On Tuesday, the NFL, NFL Physicians Society (NFLPS), and Professional Football Athletic Trainers Society (PFATS) announced the NFL Diversity in Sports Medicine Pipeline Initiative, a program slated to give med students from four HBCU medical schools an opportunity to experience working in sports medicine with medical staffs of NFL teams.
The Los Angeles Chargers are one of eight NFL teams that will host 16 students for one-month rotations in September and October of this year. The NFL will expand the program to all 32 teams in 2023.
"It's monumental," Chargers head athletic trainer Damon Mitchell said. "This is something that will allow Black and Brown medical students the opportunity to see what it's like to be a sports medicine doctor within this setting. I just can't wait to get started to show these students what we do, hopefully they like what we do, and hopefully it's something they'd want to do."
2022 marks Mitchell's 24th season with the Chargers and sixth as the team's head athletic trainer. The significance of being part of this initiative is personal to Mitchell himself as he attended two HBCUs, Bethune-Cookman University and Morgan State, and cites his experiences there as the key to where he is today.
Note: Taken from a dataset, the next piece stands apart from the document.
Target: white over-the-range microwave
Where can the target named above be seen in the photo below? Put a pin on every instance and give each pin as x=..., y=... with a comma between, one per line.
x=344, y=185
He holds a degree from Morgan State in health education with an emphasis in athletic training.
"For Black and Brown students, [Bethune-Cookman University] said they're gonna give you a shot and make sure you have everything available to you to be a successful college student," he said. "I'm very thankful for that and very appreciative of that because that's what allowed me to get to where I am today. I transferred from Bethune and went to Morgan State and the rest is history. I met James Collins [Chargers director of football/medical services] there. I met Darryl Conway [Senior Associate Athletic Director, Chief Health & Welfare Officer, & Chief Infection Officer for University of Michigan Athletics], another mentor of mine who allowed me to get into this setting."
Per the NFL, this initiative will provide students with specific hands-on experience at the club level. At the Chargers, Mitchell and Hoag are putting the curriculum together to have the students work with the athletic training staff and team doctors, watch practice, and see how the doctors and athletic trainers work and communicate with the players and coaches. All of this will culminate with the students attending games and seeing how the work during the week comes together on gameday.
As someone whose brother decided to become an orthopedic surgeon after an opportunity to work in a sports medicine setting like these students altered his career path, and got his own foot in the door to the NFL with an internship with the Philadelphia Eagles, Mitchell believes this program will help "open doors" for these students in an otherwise very "competitive" environment such as sports medicine.
"Students may think, 'I don't have the resources to get in, I don't know folks to help me get in, so I'm gonna look elsewhere,'" he said. "When I did an internship with the Eagles, I thought of it as something to do. But when I met Darryl Conway, he said he knew folks in the NFL, and that's how I met James and James brought me along [to the Chargers] and showed me there's other avenues of athletic training you can do, one being the professional side.
"When these students come in, I want to show them that there are other things available to you, but maybe these doors have to open up. And these other seven clubs besides us will open up some doors to these students. We need more diversity within this small population because it helps us become better medical professionals."